In the interests of truth and transparency, and in a bid to engender trust in these new political actors, all official activities undertaken by members of the party will be recorded for free and unfettered public scrutiny, save for certain elements of political activity deemed by public referenda to be worthy of secrecy. Active members will be subject to audio and video recording of all activities save for those mentioned above, with the resulting information offered to the public and the media without delay.

The IDA will not accept donations, nor will it spend money on political campaigns, other than that required as deposits for candidates standing for election, believing that public support should be based on a desire for this new approach for democracy and that current technology offers the ability to disseminate information widely with little or no cost.

A party such as that outlined above has the potential to overhaul the political system in this country, to put the power to decide on the nature and behaviour of our society in the hands of the sixty million citizens who comprise it, but this approach is not without its flaws - we, as a people, will make mistakes when we take our first tentative steps towards self-government, but it is only by learning from our own mistakes that we will grow and mature as a political society, and put an end to the blame-game which keeps the current political elite in a permanent position of dominance over the lives of sixty million citizens.

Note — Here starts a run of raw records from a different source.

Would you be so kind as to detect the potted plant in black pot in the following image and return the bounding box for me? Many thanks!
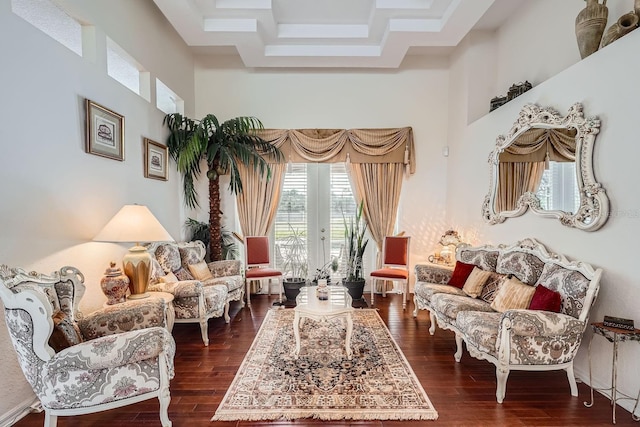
[342,202,369,301]
[278,225,308,304]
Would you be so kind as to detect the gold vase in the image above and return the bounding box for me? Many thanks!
[600,12,640,48]
[576,0,609,59]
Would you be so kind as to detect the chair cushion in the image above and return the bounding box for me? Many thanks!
[491,277,536,313]
[371,268,409,280]
[413,282,465,303]
[462,267,491,298]
[49,310,82,353]
[448,261,475,289]
[245,268,282,279]
[529,285,562,313]
[456,311,502,356]
[155,243,182,273]
[188,261,213,280]
[480,272,507,304]
[431,294,493,323]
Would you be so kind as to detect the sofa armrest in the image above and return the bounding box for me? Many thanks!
[500,310,585,337]
[44,328,175,377]
[207,259,242,277]
[78,298,166,340]
[497,310,585,366]
[414,264,453,285]
[149,280,202,298]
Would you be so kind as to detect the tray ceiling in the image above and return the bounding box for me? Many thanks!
[154,0,523,68]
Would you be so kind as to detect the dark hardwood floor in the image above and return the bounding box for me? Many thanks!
[15,295,638,427]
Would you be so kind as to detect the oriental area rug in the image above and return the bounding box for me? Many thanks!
[211,309,438,421]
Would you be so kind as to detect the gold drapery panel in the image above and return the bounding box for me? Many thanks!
[496,161,544,212]
[258,127,416,173]
[236,163,286,236]
[348,163,403,292]
[500,128,576,162]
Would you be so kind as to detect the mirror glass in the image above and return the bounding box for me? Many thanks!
[482,103,609,231]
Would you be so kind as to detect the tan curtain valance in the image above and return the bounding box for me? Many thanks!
[258,127,416,173]
[500,128,576,162]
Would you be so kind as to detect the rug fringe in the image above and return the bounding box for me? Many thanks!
[211,411,438,421]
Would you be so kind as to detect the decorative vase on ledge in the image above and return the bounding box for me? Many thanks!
[600,12,639,48]
[576,0,609,59]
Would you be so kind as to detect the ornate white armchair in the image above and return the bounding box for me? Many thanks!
[147,240,244,345]
[0,265,175,427]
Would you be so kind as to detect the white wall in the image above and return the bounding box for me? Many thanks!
[196,53,449,280]
[447,5,640,409]
[0,0,194,424]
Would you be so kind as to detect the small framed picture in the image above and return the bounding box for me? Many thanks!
[85,99,124,161]
[144,138,169,181]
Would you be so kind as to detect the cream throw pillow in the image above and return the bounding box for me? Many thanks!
[462,267,491,298]
[158,272,178,283]
[189,261,213,280]
[491,277,536,313]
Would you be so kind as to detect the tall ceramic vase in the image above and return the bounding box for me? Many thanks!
[576,0,609,59]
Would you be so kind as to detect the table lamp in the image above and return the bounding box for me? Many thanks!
[93,205,174,299]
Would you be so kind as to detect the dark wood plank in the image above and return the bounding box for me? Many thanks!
[15,294,638,427]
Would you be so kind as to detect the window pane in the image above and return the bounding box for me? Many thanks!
[274,163,307,278]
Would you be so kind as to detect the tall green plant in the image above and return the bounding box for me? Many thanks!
[163,113,283,260]
[344,202,369,281]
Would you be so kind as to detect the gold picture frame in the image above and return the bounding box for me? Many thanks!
[144,138,169,181]
[85,99,124,162]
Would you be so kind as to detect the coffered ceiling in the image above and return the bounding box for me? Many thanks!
[153,0,524,68]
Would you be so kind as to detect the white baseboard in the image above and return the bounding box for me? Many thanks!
[0,396,40,427]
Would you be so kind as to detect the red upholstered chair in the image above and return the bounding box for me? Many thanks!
[244,236,282,307]
[370,236,411,310]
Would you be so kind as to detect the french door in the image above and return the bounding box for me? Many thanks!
[271,163,356,277]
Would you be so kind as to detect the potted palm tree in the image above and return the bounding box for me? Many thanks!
[163,113,283,261]
[278,224,308,302]
[342,202,369,301]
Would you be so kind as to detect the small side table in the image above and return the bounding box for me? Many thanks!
[148,291,176,332]
[584,322,640,424]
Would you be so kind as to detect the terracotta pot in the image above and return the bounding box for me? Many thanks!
[576,0,609,59]
[600,12,640,47]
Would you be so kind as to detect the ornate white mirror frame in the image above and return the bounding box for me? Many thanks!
[482,103,609,231]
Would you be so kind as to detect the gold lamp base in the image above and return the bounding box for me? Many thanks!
[122,244,151,299]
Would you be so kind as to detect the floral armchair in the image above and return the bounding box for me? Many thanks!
[0,265,175,427]
[147,240,244,345]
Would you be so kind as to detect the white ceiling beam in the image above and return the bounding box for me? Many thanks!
[278,24,369,39]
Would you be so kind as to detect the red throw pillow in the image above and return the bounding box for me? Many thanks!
[448,261,475,289]
[529,285,562,313]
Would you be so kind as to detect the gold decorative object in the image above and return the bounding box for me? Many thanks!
[600,12,640,48]
[93,205,174,299]
[576,0,609,59]
[100,261,129,305]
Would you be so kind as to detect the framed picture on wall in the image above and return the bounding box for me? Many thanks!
[85,99,124,161]
[144,138,169,181]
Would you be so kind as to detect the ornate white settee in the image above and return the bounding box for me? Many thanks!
[147,240,244,345]
[414,239,602,403]
[0,265,175,427]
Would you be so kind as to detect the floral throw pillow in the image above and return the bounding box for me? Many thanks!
[49,310,82,353]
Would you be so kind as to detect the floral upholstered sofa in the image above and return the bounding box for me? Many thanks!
[414,239,602,403]
[147,240,244,345]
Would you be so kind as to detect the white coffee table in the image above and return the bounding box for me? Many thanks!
[293,286,353,360]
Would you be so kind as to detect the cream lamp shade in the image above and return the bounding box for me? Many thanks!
[93,205,174,298]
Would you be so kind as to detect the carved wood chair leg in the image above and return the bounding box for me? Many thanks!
[200,319,209,346]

It is my opinion that such an approach, as is outlined in this brief description of my proposal, will encourage more public participation in the political process, engender trust between politicians and the public, and lead to a mature, self-governing society secure in its dealings within its borders and with the rest of the world’s nations. It is also my opinion that naysayers, who will claim that the electorate has neither the education nor the appetite for full, direct democracy will be proved wrong.

The future holds many promises for a people fully-equipped to govern themselves, including the opportunity to make changes within society to allow it to function in the way we wish it to; the chance to make changes to social welfare provision, our system of taxation, our health, education and penal systems, and to the way we interact with our neighbours on this planet; the sense of pride and self-satisfaction that comes from knowing that the advances made in our society are the results of our endeavours, and the sense of self-worth that comes from the realisation that we have matured as a people, and will no longer be reliant on politically-motivated groups to organise and decide on our behalf.

As representatives of the people of this nation, it is incumbent upon MPs to bring such a proposal - which offers the possibility for us as a people to improve our political situation - to the attention of their constituents. Should such a proposal be rejected, then at least democracy has been served by ensuring that no political stone has been left unturned. Should the proposal be accepted by the electorate as a possible way forward, then it is the responsibility of MPs to ensure that their voices are heard. If this situation should occur, then I would urge MPs of all parties (along with other political activists, single-issue proponents and concerned citizens) to step aside from undemocratic party politics, and offer their services as democratic representatives under the banner of the IDA (in its incarnation as an officially-registered party able to form a government) in the next general election.

As representatives of the opinions of the people, the media - from tv to press to online news and blog sites - have the responsibility to offer up such a proposal, and others should they materialise, for public discussion; to listen to the responses generated, and promote the wishes and demands of the majority; to elicit opinions and suggestions for solutions to the problems faced by every man, woman and child on every street in every town and city of our great nation.

For the benefit of all, let democracy advance.

Jai Gomer, citizen.

This open letter is being sent to every MP and political party in the UK, and also to a wide range of media outlets.